Kenya’s Kidato Receives $125,000 from Y-Combinator
Flutterwave, Envyl, Instabug, Lynks, Paystack and Worldcover all have something in common: the accelerator, Y-Combinator. Y-Combinator has differentiated itself from other startup accelerator firms in Africa in the value-added service they have been able to provide their clients in addition to providing startup funds for African Startups.
Kidato became the latest African startup to receive funds from Y-Combinator after they received $125,000 Funding from Y-Combinator. They join Nigeria’s VendEase and Mono, Côte D’Ivoire’s Djamo and Cairo-based Flextock as the African startups to have so far been accepted for the winter 2021 batch.

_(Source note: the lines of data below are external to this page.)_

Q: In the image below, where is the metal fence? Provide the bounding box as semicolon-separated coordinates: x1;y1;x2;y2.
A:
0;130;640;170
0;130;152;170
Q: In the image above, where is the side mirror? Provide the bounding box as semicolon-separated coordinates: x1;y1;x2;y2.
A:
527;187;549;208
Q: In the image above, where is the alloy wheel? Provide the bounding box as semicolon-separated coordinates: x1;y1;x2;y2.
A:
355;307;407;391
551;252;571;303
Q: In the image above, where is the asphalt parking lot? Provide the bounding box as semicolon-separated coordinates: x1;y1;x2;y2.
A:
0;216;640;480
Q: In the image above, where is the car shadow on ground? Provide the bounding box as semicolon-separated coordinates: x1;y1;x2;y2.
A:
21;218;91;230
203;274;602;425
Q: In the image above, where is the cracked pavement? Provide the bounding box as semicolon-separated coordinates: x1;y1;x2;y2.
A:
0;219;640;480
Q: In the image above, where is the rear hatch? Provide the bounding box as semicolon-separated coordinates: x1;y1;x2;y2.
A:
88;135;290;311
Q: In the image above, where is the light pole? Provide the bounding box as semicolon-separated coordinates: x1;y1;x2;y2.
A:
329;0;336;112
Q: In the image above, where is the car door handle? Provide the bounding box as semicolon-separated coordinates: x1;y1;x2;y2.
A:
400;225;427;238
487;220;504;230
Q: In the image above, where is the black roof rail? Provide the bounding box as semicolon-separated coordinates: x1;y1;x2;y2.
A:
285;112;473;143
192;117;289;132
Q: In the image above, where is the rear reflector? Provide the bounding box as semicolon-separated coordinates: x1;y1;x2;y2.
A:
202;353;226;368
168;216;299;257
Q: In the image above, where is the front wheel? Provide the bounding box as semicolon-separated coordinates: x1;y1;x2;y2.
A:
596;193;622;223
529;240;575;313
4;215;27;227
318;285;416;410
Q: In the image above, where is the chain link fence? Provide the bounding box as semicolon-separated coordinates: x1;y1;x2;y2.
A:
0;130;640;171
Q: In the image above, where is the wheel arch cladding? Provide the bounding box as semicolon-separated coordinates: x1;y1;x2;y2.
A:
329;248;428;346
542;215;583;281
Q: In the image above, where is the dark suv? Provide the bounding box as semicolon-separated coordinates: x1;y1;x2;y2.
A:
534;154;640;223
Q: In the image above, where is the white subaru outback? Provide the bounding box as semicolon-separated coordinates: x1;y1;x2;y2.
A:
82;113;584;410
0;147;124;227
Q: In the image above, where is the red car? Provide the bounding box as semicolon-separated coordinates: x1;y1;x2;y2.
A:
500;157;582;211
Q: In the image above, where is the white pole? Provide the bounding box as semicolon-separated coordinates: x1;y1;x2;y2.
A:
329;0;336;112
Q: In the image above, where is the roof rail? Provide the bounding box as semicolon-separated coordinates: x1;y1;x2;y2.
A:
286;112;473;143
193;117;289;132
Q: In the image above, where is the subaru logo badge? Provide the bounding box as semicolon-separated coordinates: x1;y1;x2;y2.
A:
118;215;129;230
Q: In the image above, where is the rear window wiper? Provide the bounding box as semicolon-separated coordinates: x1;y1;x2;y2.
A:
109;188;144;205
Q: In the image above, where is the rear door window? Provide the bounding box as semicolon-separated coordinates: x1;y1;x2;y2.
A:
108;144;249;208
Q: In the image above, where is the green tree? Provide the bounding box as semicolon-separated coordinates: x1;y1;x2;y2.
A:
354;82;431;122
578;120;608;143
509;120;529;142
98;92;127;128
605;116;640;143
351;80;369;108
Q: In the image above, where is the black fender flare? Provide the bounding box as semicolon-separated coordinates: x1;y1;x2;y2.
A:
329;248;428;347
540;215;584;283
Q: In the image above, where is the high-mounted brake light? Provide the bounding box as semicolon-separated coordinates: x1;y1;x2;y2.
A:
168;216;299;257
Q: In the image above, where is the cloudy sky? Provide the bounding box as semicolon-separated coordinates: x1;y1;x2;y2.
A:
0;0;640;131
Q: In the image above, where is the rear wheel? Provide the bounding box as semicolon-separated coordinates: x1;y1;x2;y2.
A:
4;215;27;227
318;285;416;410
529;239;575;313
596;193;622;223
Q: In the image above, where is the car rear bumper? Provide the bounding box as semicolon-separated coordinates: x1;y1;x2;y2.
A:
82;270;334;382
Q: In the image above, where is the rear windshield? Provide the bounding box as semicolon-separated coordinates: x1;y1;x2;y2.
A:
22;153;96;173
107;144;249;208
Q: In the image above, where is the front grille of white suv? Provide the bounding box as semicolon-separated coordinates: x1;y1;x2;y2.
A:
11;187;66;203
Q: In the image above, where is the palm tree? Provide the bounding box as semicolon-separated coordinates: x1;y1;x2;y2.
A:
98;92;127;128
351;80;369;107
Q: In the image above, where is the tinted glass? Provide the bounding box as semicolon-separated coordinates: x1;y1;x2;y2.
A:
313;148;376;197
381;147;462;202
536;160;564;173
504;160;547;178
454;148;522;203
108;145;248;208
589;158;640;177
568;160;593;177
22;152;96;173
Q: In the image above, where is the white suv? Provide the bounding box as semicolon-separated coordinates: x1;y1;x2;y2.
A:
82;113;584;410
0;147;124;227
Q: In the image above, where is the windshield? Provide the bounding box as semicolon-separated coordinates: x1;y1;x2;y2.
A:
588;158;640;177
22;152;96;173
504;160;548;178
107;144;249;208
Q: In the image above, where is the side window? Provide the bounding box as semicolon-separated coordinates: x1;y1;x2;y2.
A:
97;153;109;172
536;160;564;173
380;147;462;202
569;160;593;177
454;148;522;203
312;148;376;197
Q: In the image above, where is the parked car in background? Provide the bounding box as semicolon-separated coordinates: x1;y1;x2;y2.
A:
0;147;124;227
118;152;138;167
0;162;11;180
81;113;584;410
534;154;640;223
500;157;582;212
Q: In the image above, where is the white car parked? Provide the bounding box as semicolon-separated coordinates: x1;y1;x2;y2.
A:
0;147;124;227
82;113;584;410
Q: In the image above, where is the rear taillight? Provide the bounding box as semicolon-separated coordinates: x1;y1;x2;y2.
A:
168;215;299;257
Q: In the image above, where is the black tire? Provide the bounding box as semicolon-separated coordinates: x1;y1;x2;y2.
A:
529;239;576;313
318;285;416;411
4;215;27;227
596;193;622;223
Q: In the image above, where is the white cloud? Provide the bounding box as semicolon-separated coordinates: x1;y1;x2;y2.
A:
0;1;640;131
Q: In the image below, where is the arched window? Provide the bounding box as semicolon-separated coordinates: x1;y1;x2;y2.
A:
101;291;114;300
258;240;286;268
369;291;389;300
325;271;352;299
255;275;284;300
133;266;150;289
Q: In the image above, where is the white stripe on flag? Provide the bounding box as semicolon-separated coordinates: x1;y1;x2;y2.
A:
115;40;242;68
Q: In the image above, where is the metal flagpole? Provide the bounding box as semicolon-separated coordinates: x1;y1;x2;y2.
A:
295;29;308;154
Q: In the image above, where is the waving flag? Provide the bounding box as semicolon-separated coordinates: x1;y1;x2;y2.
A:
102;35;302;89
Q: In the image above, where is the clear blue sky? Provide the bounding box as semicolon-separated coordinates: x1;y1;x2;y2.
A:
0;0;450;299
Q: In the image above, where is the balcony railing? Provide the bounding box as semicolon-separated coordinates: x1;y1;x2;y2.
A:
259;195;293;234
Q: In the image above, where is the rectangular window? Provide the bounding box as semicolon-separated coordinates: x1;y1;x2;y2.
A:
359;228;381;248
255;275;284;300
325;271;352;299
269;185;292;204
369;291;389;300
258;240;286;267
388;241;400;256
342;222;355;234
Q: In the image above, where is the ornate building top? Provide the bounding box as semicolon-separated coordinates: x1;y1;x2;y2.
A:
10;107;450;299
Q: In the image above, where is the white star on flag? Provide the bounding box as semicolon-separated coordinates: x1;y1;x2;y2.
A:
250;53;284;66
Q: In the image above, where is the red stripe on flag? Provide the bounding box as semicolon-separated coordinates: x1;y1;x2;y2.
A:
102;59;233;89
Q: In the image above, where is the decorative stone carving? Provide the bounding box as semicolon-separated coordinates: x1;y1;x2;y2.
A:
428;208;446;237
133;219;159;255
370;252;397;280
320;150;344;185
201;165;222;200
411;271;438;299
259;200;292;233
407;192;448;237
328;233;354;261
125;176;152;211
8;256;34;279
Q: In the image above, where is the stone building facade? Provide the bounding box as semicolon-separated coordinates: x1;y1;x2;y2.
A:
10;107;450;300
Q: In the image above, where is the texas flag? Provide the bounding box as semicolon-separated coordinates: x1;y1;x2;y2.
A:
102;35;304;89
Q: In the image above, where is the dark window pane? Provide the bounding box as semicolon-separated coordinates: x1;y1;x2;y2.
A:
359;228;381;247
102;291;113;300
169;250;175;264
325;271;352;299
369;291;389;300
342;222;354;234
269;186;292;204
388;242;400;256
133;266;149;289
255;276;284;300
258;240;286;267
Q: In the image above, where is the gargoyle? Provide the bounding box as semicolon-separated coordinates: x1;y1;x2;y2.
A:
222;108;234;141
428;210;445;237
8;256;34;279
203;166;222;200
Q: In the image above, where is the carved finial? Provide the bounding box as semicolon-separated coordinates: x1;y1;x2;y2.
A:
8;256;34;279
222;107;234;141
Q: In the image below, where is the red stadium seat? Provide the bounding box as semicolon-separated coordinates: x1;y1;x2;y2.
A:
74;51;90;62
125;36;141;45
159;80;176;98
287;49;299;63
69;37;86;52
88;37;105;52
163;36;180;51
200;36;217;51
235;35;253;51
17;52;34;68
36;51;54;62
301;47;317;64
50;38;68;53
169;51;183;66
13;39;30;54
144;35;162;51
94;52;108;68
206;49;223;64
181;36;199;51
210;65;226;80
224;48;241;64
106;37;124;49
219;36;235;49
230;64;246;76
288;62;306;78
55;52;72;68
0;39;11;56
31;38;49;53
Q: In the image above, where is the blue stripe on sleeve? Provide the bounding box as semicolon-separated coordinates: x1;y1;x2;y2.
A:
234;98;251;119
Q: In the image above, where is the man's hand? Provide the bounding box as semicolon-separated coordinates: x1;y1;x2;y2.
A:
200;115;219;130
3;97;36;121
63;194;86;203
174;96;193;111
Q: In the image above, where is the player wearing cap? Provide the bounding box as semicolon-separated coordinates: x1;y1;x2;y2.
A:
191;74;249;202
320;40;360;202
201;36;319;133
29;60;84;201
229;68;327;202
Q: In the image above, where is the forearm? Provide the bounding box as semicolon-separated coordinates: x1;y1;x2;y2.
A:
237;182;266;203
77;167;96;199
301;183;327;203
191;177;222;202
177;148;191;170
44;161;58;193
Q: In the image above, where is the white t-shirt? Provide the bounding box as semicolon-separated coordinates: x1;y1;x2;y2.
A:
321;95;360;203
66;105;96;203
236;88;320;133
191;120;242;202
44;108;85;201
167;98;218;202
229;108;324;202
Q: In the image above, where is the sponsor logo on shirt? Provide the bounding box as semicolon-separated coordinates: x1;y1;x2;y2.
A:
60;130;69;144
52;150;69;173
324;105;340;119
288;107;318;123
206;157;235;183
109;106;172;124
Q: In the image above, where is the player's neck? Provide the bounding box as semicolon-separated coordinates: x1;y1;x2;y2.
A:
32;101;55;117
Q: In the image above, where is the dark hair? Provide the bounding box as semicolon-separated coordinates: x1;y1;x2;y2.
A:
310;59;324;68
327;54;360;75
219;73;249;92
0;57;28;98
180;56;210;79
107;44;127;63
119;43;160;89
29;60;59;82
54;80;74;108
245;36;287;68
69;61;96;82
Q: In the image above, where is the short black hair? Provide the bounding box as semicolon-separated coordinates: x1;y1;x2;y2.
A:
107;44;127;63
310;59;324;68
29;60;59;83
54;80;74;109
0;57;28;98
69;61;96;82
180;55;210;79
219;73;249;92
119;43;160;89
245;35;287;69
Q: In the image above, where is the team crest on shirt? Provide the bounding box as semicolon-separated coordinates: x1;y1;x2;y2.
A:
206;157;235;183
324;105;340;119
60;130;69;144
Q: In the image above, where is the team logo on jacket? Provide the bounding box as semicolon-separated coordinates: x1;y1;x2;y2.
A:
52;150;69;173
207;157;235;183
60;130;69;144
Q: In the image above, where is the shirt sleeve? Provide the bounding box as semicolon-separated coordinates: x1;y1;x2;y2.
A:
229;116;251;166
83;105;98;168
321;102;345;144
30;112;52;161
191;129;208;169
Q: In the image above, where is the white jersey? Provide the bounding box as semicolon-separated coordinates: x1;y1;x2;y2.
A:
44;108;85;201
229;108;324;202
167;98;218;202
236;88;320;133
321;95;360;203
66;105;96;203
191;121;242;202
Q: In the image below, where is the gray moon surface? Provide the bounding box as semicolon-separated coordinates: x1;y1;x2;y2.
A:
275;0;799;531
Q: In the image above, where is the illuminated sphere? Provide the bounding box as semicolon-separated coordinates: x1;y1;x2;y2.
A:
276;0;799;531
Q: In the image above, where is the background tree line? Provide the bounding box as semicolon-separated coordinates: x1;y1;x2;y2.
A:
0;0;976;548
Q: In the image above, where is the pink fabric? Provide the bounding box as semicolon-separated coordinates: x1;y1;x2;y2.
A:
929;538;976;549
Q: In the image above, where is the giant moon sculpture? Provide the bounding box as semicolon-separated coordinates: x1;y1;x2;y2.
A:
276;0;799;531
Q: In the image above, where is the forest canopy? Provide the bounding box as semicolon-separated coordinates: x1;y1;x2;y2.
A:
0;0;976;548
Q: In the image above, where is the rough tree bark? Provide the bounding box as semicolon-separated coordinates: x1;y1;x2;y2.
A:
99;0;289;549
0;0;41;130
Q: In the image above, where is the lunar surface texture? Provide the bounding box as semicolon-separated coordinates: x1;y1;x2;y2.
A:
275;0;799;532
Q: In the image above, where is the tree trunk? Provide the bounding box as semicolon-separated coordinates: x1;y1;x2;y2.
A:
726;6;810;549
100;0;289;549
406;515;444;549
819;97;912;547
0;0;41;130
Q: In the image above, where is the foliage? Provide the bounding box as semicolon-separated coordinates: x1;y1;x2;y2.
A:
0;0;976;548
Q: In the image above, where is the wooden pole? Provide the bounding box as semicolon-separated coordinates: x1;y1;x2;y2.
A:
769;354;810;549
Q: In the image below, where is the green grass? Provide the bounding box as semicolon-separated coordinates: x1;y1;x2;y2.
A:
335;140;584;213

Kidato was founded in 2020 by Sam Gichuru as an online school for K-12 students to provide high-quality, affordable education to the growing middle class in Africa, where parents must often choose between public schools with student-teacher ratios as high as 50:1 or private schools with expensive tuition fees.
Kidato has seen strong early reduction in number of users, with 30 students in the full school in its first two semesters, and it has enough bookings to triple that in the new school year in September. It has more than 400 registered students and 200 students from 8 countries enrolled in different classes, such as coding, chess, languages, art and music. The platform currently has over 32 tutors and has received over 500 applications in the last six months.
According to Gichuru, “Y Combinator has helped us shape our mission, introduced us to an amazing community of founders globally and encouraged us to build a product that our parents and students want and love.”
Their acceptance into the Y-Accelerator program will do so much to help more African, middle class students gain access to high quality education, and this will do the continent and the world a lot of good.